And If I Live A Thousand Lives I Hope to Remember One

Bonnie Jones

April 6, 2018 [2018 Season]

And if I live a thousand lives I hope to remember one was produced by Bonnie Jones in 2015 and originally commissioned for EVENING WILL COME: A MONTHLY JOURNAL OF POETICS (THE ART OF LOSING—ISSUE 58, curated by John Melillo and Johanna Skibsrud. 


Bonnie says: 

This piece uses 6-minute looping cassette tapes that I've been incorporating into my live concert performance set up. I usually create feedback and different playback by pressing on all the keys of the cassette player. Because I'm pressing all of the different keys, including record and stop and forward, the cassette actually starts to pick up some of the concert that's happening, so oftentimes on a cassette I'll start to hear the other musicians or little fragments of other players that are in the set with me. Over the course of several years of using the same cassette player and the same cassette tape, the record of the recording turns out to be this kind of palimpsested recording; multiple layers of different performances over several years. The final result that you hear is actually multiple concerts where I've recorded and re-recorded over this one 6-minute loop of cassette tape.


Constellations says:

More than others we've played, Bonnie's piece is grounded in the process of its creation and its physicality. Working her worn out tape reel till it glitches and moans, Bonnie's work speaks to memory, ghosts, and chance. 
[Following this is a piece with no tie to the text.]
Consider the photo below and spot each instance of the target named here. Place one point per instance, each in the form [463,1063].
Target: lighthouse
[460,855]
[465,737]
This piece does a magic thing of infusing a recording with the nowness of live music; it is as much a happening as the musical performances that were its building blocks, with the failure of the recording technology as performer and conductor.

In a percussive wave of otherworldly sighs and stutters, the richly textured sound leaves us guessing, with memorable sonic moments passing before can fully process them, so that when they stay longer than expected we are moved and curious - but the tape rolls on.
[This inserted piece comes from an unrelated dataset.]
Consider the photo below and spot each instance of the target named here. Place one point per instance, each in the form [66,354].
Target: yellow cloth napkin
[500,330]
Bonnie Jones is a Korean-American improvising musician, poet, and performer working with electronic sound and text. She performs solo and in numerous collaborative music, film, and visual art projects. Bonnie was a founding member of the Transmodern Festival and CHELA Gallery and is currently a member of the High Zero Festival collective. In 2010, she co-founded TECHNE, an organization that introduces young female-identified women to technology-focused art making, improvisation, and community collaboration. TECHNE’s programs are delivered through partnerships with grassroots organizations that share an aligned commitment to racial and gender equity. She has received commissions from the London ICA and Walters Art Museum and has presented her work extensively at institutions in the US, Mexico, Europe and Asia. Bonnie was a 2018 recipient of the Foundation for Contemporary Arts Grants to Artists Award. Born in South Korea she was raised on a dairy farm in New Jersey, and currently resides in Baltimore, Maryland and Providence RI on the lands of the Susquehannock, Piscataway, Algonquian, and Narrangansett.